Dans ce sens, la CGEM, à travers sa Commission Entreprise Responsable et Citoyenne, œuvre pour la promotion de la diversité, l’égalité des chances et de traitement au sein des entreprises. Pour le patronat, la diversité, sous toutes ses formes, constitue une source de cohésion sociale, d’acceptabilité sociétale et de performance économique pour les entreprises.

Selon la CGEM, de nombreuses initiatives peuvent être mises en place afin de favoriser l’emploi des femmes et de renforcer l’égalité des chances tout en garantissant leur évolution tout au long de leur carrière professionnelle.

A. Des textes législatifs à la hauteur des ambitions de la Constitution

Le principe d’égalité entre hommes et femmes au Maroc a été institué dans la constitution de 2011 et plus précisément au niveau de son article 19. C’est pourquoi tout texte législatif doit s’assurer du respect de ce principe fondamental. Dans ce sens, la CGEM préconise la mise en place des actions suivantes :

  • Harmoniser l’arsenal juridique national avec les conventions internationales et la constitution de 2011 qui stipule que le Maroc s’engage à “accorder aux conventions internationales dûment ratifiées par lui, dans le cadre des dispositions de la Constitution et des lois du Royaume, dans le respect de son identité nationale immuable, et dès la publication de ces conventions, la primauté sur le droit interne du pays, et harmoniser en conséquence les dispositions pertinentes de sa législation nationale” ;
  • Amender toutes les dispositions juridiques impactant négativement la participation des femmes au marché du travail. La CGEM cite à titre d’exemple le code de la famille (inégalité successorale, mariage des mineurs, droits des mères célibataires…) ou encore la Loi 103-13 relative à la lutte contre les violences faites aux femmes ;
  •  S’assurer que tout projet de loi intègre la dimension genre et des dispositions paritaires avantageuses (le succès de cette recommandation reste quelque peu tributaire d’une participation politique plus importante des femmes) ;
  •  Définir le harcèlement moral et promouvoir sa reconnaissance par le législateur. En effet, ni le code du travail marocain ni le code pénal ne citent expressément le harcèlement moral
  • Introduire l’aménagement du temps de travail dans la législation et dans la pratique (télétravail, temps partiel, souplesse des horaires…) ;
  •  Participer à l’autonomisation de l’APALD (Autorité pour la parité et la lutte contre toutes les formes de discrimination), créée en 2017 par Dahir, qui n’est toujours pas opérationnelle et ne peut donc pas réaliser les différentes missions qui lui ont été dévolues, notamment l’encouragement et l’incitation à la mise en œuvre des principes de parité ou encore la consécration de la culture d’égalité dans les programmes de formation, d’éducation et d’enseignement.

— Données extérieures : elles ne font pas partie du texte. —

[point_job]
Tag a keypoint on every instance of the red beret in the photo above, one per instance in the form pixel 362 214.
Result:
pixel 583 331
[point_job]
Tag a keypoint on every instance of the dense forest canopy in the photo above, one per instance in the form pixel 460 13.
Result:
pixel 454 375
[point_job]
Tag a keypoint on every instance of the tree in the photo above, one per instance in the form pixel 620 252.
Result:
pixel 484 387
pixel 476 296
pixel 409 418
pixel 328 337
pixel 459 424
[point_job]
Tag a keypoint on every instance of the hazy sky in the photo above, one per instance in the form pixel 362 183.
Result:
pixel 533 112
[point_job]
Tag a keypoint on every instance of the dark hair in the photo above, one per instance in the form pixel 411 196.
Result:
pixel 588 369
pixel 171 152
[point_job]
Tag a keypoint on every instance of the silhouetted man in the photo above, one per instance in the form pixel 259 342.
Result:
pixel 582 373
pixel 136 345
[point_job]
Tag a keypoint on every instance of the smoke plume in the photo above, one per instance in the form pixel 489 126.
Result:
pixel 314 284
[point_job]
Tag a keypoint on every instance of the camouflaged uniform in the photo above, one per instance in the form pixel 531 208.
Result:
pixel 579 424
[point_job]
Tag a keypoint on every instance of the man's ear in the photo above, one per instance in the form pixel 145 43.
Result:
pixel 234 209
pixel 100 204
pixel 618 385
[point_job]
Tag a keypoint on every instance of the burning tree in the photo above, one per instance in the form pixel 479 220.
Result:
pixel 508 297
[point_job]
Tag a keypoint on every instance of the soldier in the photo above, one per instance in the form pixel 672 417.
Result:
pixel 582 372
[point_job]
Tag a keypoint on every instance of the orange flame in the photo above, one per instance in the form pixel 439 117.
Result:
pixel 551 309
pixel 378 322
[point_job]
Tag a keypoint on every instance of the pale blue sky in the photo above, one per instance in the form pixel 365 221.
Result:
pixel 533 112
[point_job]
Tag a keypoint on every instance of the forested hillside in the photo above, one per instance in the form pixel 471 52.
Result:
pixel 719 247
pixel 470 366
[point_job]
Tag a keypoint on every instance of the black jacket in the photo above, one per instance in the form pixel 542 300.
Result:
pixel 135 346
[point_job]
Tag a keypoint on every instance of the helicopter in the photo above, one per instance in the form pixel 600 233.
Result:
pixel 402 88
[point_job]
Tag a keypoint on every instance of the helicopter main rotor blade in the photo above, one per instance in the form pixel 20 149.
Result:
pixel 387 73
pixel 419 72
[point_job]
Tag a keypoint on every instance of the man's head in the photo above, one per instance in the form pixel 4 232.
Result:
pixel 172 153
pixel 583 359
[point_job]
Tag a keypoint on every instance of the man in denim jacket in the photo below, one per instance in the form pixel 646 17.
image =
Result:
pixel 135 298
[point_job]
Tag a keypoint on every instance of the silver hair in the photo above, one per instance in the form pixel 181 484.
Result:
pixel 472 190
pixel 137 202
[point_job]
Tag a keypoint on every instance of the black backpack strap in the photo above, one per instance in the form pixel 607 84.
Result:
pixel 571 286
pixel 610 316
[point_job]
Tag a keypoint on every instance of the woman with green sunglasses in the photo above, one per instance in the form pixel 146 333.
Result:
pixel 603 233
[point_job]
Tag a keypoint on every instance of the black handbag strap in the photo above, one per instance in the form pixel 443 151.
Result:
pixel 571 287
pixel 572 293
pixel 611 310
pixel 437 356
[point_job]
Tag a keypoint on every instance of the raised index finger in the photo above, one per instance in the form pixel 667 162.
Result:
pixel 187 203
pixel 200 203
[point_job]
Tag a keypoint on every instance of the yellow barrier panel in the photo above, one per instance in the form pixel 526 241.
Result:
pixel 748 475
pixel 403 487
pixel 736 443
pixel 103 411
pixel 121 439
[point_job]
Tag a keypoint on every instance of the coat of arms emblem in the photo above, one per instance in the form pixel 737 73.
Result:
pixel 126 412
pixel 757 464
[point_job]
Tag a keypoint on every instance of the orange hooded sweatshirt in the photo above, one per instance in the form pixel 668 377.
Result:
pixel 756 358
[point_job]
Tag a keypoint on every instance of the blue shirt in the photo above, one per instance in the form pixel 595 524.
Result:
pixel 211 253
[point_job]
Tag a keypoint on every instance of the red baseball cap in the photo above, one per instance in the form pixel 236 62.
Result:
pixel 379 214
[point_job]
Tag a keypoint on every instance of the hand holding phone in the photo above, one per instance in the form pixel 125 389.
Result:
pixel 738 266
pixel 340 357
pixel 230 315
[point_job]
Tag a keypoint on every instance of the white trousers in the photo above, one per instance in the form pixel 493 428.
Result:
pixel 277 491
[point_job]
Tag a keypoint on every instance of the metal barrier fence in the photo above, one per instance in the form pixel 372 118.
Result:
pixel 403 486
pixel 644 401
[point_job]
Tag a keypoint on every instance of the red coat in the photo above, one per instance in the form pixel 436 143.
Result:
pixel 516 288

B. Des entreprises gérées par des femmes

Il s’agit de promouvoir et de développer l’accès des femmes aux postes à responsabilité et au sein des instances de gouvernance des entreprises à travers les mesures suivantes :

  • Atteindre la parité à l’horizon 2035 dans les organes directeurs des entreprises grâce à des quotas (loi n°19-20 modifiant et complétant la loi n°17-95 relative aux sociétés anonymes) et à l’inclusion de dispositions dans ce sens au niveau des codes de gouvernance d’entreprise. Il convient de rappeler que la CGEM co-préside la Commission Nationale de Gouvernance d’Entreprise ;
  • Participer au développement du vivier d’administrateurs féminins au Maroc, notamment à travers la mise en place de formations et d’actions de sensibilisation en collaboration avec l’Institut Marocain des Administrateurs (IMA) et le Club des Femmes Administrateurs au Maroc (CFA) ;
  •  Rechercher et documenter les initiatives du secteur privé en matière d’égalité hommes-femmes au sein des instances de gouvernance des entreprises et leur donner plus de visibilité pour permettre un effet d’émulation ;
  •  Sensibiliser les entreprises au gain de performance avéré de la parité au sein des organes de gouvernance ;
  • Développer un programme de mentorat permettant d’échanger avec d’autres femmes administrateurs afin de mieux cerner les réalités de la fonction.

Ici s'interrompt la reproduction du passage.